- Native name: محمود بهارمست
- Born: 1899 Tehran, Qajar Iran
- Died: 1977 (aged 77–78) Tehran, Pahlavi Iran
- Allegiance: Qajar Iran (1923–1925) Pahlavi Iran (1925–1953)
- Service years: 1923–1953
- Rank: Major general
- Commands: Chief of the Joint Staff Commander of the War University Commander of the Officers' Academy Head of the Army's Seniority Department Head of the Artillery Department Chief of Staff of the First Division
- Education: Fontainebleau Military Academy

= Mahmoud Baharmast =

Iranian Military Officer (1899–1977)

Mahmoud Baharmast (1899–1977) was an Iranian major general who served as the Chief of the Joint Staff of the Imperial Army in Iran in the period 1952–1953.

==Early life and education==
Baharmast was born in 1899 in Tehran.
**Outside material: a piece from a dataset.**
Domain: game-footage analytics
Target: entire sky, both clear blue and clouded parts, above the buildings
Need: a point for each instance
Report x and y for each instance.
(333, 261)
He graduated from Dar al-Fonun, St. Louis School, Tehran, and Mushir al-Dawla School. He joined the Iranian army. In 1923 he was sent to Europe by the Ministry of War to continue his studies and graduated from the Fontainebleau Military Academy, France, specializing in artillery.

==Career and activities==
Following his return to Iran Baharmast worked at different units of the army and in 1942 he was promoted to the rank of
brigadier general. Then he was first appointed head of the artillery unit of the army and then head of the general administration. His next post was the commander of the military academy and of the war academy. Then he was promoted to the rank of major general.

Baharmast was appointed Chief of the Joint Staff of the Iranian Army in October 1952 and succeeded Morteza Yazdanpanah in the post. Baharmast's term ended in March 1953, and he was replaced by Taghi Riahi in the post.

While in office Prime Minister Mohammad Mosaddegh accused military officers, including Baharmast, of not listening to his orders but to the orders of Shah Mohammad Reza Pahlavi. Before the coup d'état in 1953 US officials approached Baharmast and other military officers who had pro-American and anti-Communist stance to eliminate the pro-Soviet and pro-Mosaddegh tendencies in the Iranian army.

==Later years and death==
After Mohammad Mosaddegh was sent to exile Baharmast was invited to continue his military career, but he did not accept the offer. He dealt with studies on the etymology of the Persian words. In 1977 he died in Tehran while being blind in both eyes.